The Real War On Drugs: The United States’ Perpetration of Human Rights Violations by Denying PrEP Drugs to At-Risk Individuals
While the HIV/AIDS crisis is currently out of the news cycle, there are still approximately 38,000 new cases and 15,000 deaths in the United States each year. The only known way to prevent the spread of HIV is pre-exposure prophylaxis (“PrEP”), a daily preventative pill taken by individuals who are at risk of contracting HIV. Currently, Truvada is one of two FDA-approved PrEP drugs and the only heavily researched drug preventing the transmission of HIV in the United States. The drug is sold to patients for up to $1,500 per month, but the cost of making PrEP for one month is only about $6. Additionally, only about 10% of the 1.14 million individuals who need PrEP currently take Truvada. Due to their strict patents, Gilead Science holds a monopoly on the PrEP market, forcing at-risk individuals to choose between paying absurd prices for medicine or forgoing the drug entirely. The United States’ failure to disband Gilead’s monopoly over PrEP contributes to the loss of thousands of American lives to HIV and AIDS each year.

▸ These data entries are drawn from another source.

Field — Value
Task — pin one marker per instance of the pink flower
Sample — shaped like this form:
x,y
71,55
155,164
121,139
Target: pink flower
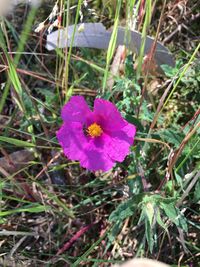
x,y
96,138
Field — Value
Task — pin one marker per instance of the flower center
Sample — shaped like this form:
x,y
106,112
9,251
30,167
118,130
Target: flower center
x,y
94,130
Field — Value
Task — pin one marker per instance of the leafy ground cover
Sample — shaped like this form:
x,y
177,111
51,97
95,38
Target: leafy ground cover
x,y
53,212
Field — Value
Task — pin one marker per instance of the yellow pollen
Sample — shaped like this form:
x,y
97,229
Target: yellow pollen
x,y
94,130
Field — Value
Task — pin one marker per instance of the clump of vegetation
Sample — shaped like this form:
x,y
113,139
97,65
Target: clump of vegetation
x,y
122,196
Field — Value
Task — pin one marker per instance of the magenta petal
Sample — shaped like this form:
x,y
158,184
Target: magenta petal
x,y
108,115
72,140
76,110
117,144
96,160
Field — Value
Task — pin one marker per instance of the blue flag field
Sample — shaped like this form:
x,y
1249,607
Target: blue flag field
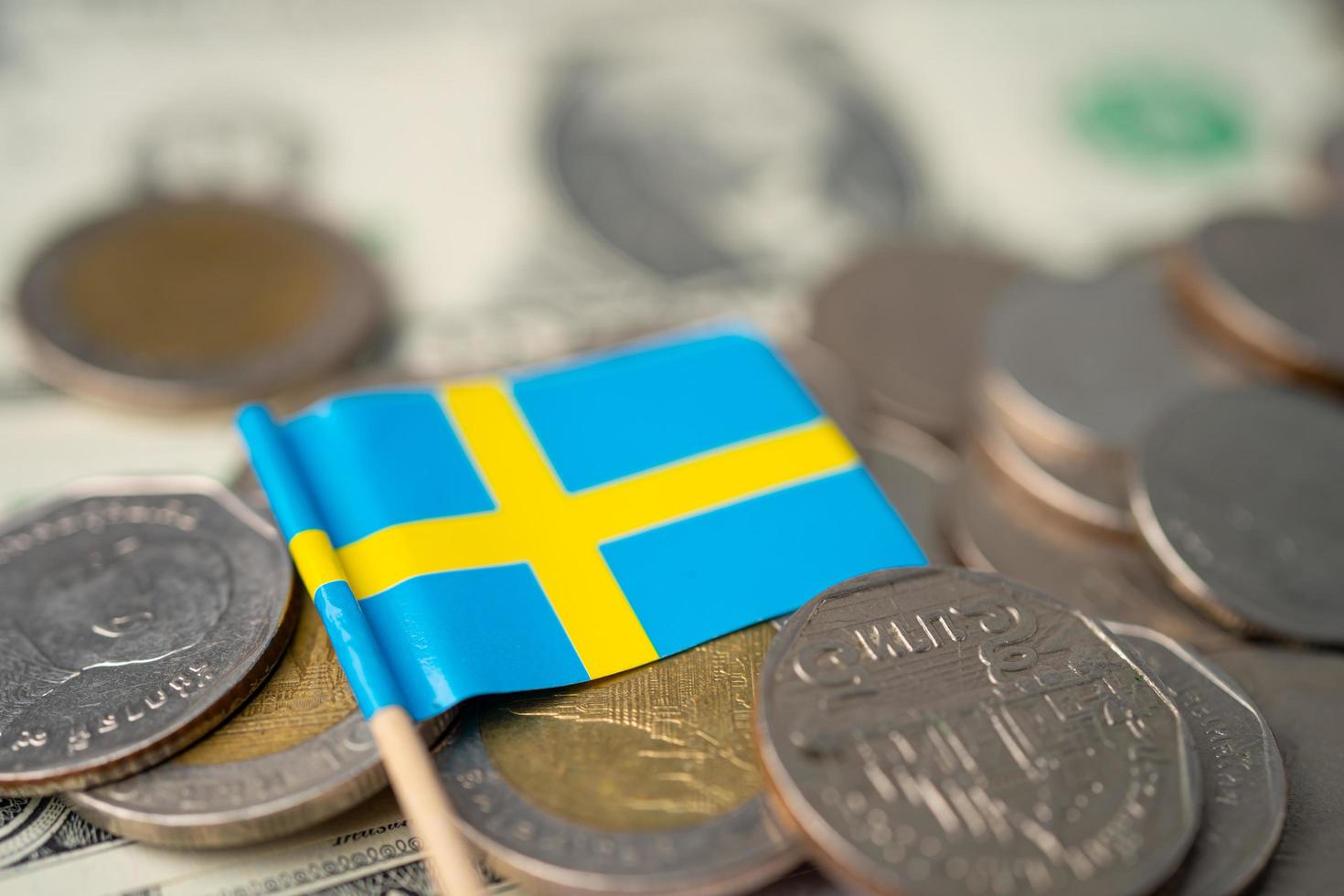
x,y
568,521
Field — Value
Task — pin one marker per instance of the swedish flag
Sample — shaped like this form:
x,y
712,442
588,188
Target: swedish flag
x,y
569,521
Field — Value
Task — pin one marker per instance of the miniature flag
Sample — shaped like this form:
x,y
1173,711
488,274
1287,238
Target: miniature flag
x,y
569,521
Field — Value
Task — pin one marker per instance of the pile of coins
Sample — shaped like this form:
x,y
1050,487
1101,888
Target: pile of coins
x,y
1113,677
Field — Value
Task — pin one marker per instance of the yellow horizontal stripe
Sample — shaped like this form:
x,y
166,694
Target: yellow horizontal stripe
x,y
315,558
560,534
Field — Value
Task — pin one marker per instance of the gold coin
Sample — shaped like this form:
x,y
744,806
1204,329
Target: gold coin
x,y
197,303
660,747
305,696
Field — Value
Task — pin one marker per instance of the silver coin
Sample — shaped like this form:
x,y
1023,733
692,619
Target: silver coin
x,y
1080,368
1301,698
1272,286
945,731
831,384
644,782
909,318
912,469
297,752
1240,497
992,526
734,145
195,303
1241,770
134,615
1083,489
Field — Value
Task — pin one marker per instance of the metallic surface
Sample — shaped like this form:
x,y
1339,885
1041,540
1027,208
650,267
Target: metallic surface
x,y
831,384
1301,698
1083,489
944,731
1240,497
296,753
1272,286
1080,368
995,527
134,615
641,782
912,469
907,318
180,304
1241,770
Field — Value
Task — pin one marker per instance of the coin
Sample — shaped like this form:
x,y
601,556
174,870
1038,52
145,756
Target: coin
x,y
1301,698
134,615
831,384
296,753
640,782
907,317
994,527
1078,368
945,731
188,304
912,469
1270,285
1241,770
1240,497
1083,489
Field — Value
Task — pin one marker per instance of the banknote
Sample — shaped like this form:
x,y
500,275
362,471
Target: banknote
x,y
46,848
632,166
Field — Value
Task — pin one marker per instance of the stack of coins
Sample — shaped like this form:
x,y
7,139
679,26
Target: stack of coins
x,y
1141,469
1126,488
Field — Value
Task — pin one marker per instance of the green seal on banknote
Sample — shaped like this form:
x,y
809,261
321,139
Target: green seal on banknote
x,y
1160,116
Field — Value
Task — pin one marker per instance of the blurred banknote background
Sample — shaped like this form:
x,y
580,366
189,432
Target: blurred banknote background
x,y
528,179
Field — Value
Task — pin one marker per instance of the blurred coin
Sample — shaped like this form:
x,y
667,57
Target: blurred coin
x,y
1241,500
907,318
296,753
643,782
134,615
1301,698
1241,770
1272,285
831,384
1078,368
912,470
1332,156
187,304
945,731
1085,489
992,526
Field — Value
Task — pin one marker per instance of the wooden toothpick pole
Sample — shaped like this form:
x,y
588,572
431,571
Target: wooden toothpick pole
x,y
405,756
421,795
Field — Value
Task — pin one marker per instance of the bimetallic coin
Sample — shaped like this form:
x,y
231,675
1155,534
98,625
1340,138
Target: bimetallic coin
x,y
187,304
134,615
944,731
1241,770
1301,698
1270,285
1080,368
1240,497
994,526
643,782
907,318
296,753
1083,489
912,469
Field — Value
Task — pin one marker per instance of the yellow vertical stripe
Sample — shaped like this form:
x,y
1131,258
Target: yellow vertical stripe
x,y
562,551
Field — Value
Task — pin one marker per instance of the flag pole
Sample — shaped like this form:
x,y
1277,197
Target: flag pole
x,y
422,798
411,770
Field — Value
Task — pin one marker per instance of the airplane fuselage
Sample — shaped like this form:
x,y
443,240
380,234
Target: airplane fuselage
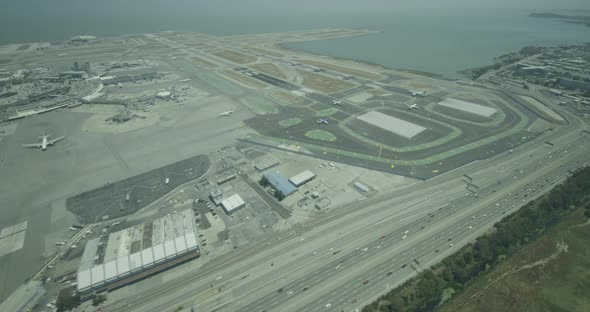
x,y
44,143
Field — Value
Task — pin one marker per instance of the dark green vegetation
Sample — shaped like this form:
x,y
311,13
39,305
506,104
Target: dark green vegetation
x,y
425,292
98,300
502,60
67,299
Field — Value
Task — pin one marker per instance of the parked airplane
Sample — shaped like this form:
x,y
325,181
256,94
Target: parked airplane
x,y
45,142
414,93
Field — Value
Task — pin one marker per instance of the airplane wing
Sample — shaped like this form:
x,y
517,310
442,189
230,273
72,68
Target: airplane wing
x,y
55,140
36,145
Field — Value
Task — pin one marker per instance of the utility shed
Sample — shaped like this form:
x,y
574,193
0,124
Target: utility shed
x,y
302,178
361,187
280,184
232,203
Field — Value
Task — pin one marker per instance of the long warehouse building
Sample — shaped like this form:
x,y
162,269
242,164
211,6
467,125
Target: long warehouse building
x,y
120,258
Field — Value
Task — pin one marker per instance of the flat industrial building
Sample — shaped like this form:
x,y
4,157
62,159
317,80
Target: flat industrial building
x,y
232,203
392,124
302,178
121,257
468,107
280,183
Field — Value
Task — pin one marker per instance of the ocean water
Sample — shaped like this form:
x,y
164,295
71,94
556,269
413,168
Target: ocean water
x,y
437,41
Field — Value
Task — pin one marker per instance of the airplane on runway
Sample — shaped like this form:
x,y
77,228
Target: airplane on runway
x,y
45,142
415,93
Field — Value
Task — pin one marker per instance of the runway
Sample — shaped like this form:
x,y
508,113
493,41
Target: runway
x,y
323,266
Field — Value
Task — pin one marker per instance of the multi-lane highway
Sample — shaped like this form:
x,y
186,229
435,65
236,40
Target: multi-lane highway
x,y
345,259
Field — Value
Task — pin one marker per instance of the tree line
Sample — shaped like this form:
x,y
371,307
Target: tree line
x,y
425,292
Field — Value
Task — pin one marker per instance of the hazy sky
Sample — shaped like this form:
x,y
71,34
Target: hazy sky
x,y
201,7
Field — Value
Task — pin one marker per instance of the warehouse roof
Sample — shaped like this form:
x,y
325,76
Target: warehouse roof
x,y
232,203
137,248
280,183
302,177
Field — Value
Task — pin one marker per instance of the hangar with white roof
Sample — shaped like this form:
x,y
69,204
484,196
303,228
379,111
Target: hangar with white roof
x,y
120,258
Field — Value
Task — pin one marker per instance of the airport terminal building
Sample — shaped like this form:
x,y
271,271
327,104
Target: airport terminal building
x,y
114,260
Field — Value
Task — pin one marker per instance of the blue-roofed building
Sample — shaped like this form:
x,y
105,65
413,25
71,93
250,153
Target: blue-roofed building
x,y
280,184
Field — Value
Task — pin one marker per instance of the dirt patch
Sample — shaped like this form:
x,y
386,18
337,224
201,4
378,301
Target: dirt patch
x,y
200,61
266,52
270,69
251,82
343,69
323,84
235,57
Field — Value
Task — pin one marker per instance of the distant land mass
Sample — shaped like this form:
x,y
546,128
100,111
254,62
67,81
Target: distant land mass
x,y
574,19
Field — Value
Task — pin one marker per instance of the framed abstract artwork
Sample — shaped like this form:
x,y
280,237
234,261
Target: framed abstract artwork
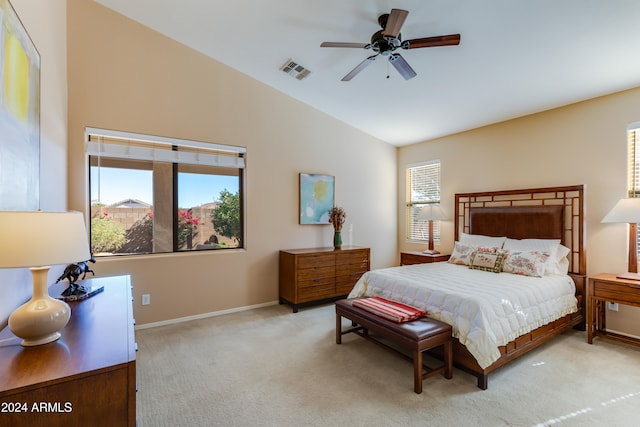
x,y
19,114
316,198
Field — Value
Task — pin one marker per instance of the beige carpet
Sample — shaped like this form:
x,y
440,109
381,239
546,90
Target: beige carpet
x,y
270,367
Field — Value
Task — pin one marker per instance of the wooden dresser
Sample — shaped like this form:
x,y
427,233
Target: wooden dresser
x,y
85,378
318,274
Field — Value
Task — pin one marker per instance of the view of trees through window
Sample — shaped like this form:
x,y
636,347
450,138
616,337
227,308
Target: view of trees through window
x,y
423,188
133,209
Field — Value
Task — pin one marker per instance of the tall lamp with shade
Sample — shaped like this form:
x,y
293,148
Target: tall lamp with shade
x,y
431,213
628,211
38,240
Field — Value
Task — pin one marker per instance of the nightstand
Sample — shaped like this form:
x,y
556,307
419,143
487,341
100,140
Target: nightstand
x,y
408,258
605,288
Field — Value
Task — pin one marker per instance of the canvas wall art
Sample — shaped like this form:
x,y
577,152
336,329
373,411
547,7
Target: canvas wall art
x,y
19,114
316,198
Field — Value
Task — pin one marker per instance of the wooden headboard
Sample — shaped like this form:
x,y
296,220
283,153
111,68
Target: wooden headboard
x,y
543,213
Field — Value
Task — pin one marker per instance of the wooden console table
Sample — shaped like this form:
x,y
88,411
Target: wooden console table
x,y
605,288
85,378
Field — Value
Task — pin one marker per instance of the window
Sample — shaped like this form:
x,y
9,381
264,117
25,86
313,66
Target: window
x,y
157,195
423,188
633,172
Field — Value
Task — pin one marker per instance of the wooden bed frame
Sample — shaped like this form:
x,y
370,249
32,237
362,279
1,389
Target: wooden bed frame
x,y
555,212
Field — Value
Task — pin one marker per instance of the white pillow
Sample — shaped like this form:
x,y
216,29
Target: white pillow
x,y
461,254
551,246
479,240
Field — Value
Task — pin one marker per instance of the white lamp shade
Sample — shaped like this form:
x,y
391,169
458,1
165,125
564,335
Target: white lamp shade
x,y
626,210
34,239
431,212
38,240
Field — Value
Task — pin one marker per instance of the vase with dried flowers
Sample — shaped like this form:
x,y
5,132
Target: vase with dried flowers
x,y
337,217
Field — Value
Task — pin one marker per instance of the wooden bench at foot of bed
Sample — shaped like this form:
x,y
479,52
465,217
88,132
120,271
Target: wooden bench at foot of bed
x,y
416,336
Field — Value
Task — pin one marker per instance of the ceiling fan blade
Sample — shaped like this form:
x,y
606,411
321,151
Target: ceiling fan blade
x,y
361,66
402,66
394,22
344,44
449,40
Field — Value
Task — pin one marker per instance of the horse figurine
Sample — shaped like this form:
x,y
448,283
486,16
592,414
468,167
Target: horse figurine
x,y
72,272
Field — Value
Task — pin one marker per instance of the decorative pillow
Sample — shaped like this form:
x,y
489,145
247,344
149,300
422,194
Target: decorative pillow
x,y
540,245
479,240
526,263
461,254
561,266
487,260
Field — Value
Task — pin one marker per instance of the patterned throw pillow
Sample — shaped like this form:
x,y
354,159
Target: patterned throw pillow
x,y
487,260
527,263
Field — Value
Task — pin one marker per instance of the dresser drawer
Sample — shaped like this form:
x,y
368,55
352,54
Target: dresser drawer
x,y
616,291
318,272
312,261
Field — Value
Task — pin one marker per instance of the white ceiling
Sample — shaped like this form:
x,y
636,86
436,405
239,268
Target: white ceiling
x,y
516,57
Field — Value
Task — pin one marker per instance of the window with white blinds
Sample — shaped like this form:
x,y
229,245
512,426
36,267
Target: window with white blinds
x,y
423,188
633,137
633,171
154,194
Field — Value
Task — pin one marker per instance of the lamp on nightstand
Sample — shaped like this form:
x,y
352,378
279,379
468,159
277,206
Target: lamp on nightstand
x,y
38,240
431,213
628,211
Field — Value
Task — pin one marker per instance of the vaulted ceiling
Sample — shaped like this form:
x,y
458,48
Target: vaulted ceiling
x,y
515,57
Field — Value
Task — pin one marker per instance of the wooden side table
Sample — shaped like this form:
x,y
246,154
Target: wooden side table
x,y
605,288
408,258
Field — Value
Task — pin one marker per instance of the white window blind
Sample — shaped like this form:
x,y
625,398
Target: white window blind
x,y
633,167
126,145
633,136
423,188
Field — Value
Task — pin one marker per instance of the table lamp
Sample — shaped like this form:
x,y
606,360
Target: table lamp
x,y
38,240
431,213
628,210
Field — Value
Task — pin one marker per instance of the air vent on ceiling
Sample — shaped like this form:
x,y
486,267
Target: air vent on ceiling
x,y
295,70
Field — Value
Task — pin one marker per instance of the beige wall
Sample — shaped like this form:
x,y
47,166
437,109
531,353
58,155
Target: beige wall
x,y
45,21
126,77
583,143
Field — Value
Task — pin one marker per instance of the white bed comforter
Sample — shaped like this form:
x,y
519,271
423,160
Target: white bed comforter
x,y
486,310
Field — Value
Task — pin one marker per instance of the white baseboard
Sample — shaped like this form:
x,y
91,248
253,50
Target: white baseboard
x,y
203,315
622,333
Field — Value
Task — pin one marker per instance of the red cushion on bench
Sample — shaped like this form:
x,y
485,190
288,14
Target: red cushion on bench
x,y
389,309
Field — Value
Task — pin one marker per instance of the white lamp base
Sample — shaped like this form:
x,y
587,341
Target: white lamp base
x,y
38,321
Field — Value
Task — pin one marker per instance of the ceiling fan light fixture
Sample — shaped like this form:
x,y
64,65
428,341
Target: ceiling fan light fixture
x,y
384,42
295,70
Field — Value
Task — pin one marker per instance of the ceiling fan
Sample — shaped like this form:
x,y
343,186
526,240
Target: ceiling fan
x,y
387,40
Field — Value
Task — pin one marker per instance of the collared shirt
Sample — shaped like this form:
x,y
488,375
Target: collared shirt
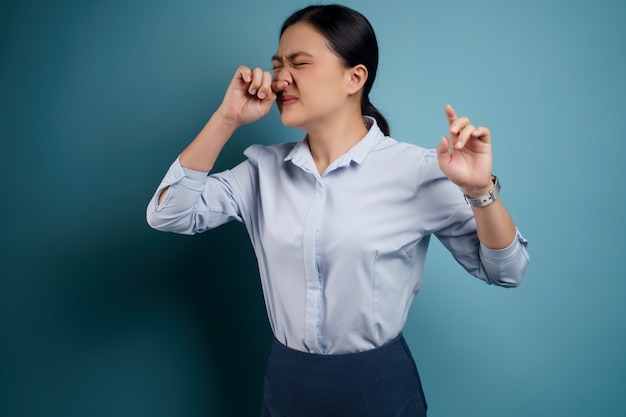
x,y
340,255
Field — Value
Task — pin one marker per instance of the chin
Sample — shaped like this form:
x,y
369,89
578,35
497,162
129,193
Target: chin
x,y
290,120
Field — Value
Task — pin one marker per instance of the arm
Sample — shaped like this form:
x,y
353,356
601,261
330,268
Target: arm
x,y
248,98
466,158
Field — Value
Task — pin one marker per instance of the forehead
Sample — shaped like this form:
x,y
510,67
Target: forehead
x,y
302,37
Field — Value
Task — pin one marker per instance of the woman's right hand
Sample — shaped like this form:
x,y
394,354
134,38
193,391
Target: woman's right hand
x,y
249,96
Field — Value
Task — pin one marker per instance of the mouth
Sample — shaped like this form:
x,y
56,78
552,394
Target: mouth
x,y
287,100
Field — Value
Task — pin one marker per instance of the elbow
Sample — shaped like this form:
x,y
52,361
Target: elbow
x,y
161,221
508,281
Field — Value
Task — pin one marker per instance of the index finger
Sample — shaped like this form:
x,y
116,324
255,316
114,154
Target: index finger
x,y
450,114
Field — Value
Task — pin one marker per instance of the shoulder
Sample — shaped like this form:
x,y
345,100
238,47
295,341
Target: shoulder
x,y
405,153
277,152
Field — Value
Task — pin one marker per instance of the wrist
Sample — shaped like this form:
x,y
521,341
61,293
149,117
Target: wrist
x,y
476,190
482,196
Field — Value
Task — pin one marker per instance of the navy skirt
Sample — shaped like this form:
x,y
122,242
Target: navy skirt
x,y
381,382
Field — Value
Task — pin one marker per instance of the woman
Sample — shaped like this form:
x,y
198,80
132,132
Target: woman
x,y
340,221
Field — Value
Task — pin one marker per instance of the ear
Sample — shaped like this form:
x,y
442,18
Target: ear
x,y
357,76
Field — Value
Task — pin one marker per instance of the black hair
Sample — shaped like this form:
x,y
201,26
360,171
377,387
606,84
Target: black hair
x,y
350,35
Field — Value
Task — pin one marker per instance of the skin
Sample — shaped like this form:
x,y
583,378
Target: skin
x,y
316,92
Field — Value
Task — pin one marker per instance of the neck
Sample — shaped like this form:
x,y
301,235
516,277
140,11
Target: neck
x,y
332,138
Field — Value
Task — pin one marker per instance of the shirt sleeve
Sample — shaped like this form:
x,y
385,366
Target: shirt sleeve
x,y
195,201
445,213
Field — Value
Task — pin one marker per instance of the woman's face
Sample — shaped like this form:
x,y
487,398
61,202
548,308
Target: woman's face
x,y
318,80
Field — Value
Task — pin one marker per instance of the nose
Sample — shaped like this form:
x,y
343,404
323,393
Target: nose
x,y
283,74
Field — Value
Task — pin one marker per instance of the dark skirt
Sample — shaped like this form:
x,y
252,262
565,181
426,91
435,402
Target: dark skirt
x,y
376,383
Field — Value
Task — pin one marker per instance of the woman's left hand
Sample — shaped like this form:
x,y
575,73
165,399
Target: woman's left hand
x,y
466,156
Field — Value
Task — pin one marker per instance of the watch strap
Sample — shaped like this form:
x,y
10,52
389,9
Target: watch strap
x,y
485,199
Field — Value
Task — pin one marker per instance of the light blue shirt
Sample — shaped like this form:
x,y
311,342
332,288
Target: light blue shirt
x,y
340,255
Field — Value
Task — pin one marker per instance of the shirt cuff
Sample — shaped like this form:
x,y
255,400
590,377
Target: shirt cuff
x,y
499,256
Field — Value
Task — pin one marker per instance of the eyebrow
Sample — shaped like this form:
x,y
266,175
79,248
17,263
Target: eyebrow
x,y
291,57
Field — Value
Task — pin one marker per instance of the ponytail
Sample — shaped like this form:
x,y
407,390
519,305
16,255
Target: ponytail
x,y
368,109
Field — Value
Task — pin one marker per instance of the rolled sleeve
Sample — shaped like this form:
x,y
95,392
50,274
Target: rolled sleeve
x,y
194,202
506,267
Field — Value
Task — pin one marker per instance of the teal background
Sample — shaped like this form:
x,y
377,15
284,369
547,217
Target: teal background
x,y
102,316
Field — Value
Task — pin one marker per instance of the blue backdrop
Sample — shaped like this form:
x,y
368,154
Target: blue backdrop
x,y
102,316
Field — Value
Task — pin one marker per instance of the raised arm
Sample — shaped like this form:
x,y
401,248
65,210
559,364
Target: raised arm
x,y
466,158
250,96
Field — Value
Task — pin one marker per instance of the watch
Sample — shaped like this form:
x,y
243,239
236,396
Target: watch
x,y
485,199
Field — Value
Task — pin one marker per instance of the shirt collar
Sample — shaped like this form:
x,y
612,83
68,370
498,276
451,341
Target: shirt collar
x,y
300,155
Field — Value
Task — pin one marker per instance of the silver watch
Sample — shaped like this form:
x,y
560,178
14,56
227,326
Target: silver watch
x,y
485,199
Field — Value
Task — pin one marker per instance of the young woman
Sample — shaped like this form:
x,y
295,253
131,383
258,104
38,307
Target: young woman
x,y
340,221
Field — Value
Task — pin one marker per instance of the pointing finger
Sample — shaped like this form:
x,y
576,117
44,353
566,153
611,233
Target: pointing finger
x,y
450,114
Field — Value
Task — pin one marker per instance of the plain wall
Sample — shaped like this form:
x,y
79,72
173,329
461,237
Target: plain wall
x,y
102,316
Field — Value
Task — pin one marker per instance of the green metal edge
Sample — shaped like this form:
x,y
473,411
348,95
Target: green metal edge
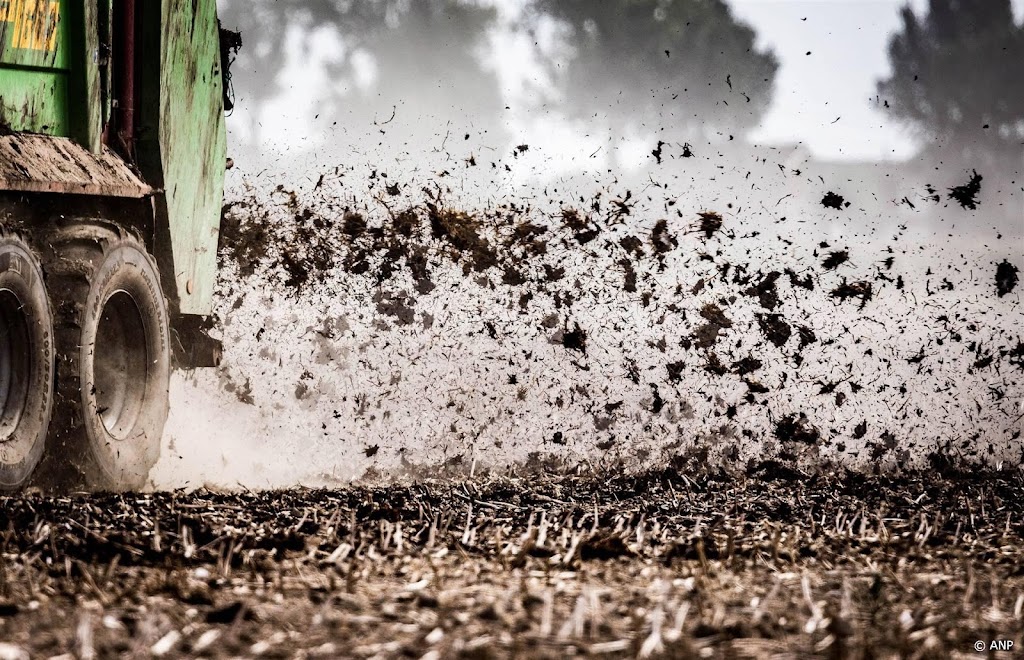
x,y
182,142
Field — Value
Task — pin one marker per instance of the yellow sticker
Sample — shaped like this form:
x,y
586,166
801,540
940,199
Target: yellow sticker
x,y
35,22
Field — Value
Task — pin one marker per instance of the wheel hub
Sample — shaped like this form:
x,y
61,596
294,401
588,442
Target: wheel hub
x,y
120,364
15,355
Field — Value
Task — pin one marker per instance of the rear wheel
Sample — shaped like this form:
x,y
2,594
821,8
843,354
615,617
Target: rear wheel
x,y
26,361
113,359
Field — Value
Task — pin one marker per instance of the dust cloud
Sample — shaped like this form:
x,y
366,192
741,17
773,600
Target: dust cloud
x,y
457,239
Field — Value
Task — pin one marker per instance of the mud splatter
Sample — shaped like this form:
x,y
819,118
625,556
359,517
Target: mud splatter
x,y
967,194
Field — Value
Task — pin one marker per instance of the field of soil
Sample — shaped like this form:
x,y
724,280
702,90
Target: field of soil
x,y
772,563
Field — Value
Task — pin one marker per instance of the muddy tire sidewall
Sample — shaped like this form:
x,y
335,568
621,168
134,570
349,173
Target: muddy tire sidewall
x,y
22,280
124,463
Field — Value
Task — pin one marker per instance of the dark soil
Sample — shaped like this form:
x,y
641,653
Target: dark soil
x,y
668,564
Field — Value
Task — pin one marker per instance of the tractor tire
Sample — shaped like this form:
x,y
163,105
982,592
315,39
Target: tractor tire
x,y
113,366
26,361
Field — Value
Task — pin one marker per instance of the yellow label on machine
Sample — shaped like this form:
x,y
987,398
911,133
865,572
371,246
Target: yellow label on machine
x,y
35,23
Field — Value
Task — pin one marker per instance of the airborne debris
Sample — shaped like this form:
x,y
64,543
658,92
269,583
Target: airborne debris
x,y
967,194
1006,277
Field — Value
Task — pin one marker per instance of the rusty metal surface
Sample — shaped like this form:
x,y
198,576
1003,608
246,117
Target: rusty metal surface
x,y
43,164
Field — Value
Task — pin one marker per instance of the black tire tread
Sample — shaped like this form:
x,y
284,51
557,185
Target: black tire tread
x,y
75,252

There are a number of human rights instruments which outline the broader rights that imply a right to affordable PrEP. The most well-known is the 1976 International Covenant on Economic, Social and Cultural Rights (“ICESCR”), which has been signed (but not ratified) by the United States. By signing this covenant, the United States vowed to uphold its principles, which include nations’ responsibility to aid in “the prevention, treatment and control of epidemic, endemic, occupational and other diseases.” The United States has failed to uphold this commitment, as the government has not taken any measures to make PrEP more accessible to the millions of people who need it, which would control the rapid spread of HIV.
ICESCR General Comment No. 14: The Right to the Highest Attainable Standard of Health (Art. 12) affirms that: “health facilities, goods and services have to be accessible to everyone without discrimination.”  Common forms of discrimination include price gouging and covertly denying services to minority groups. These discriminatory practices are impacting the distribution of PrEP medication, as PrEP use in minority populations is only a fraction of the percentage of white individuals who take it, and PrEP usage in the American Northeast is double the usage in the South. These disparities clearly indicate that the ICESCR standard of equitable access to health is not being upheld.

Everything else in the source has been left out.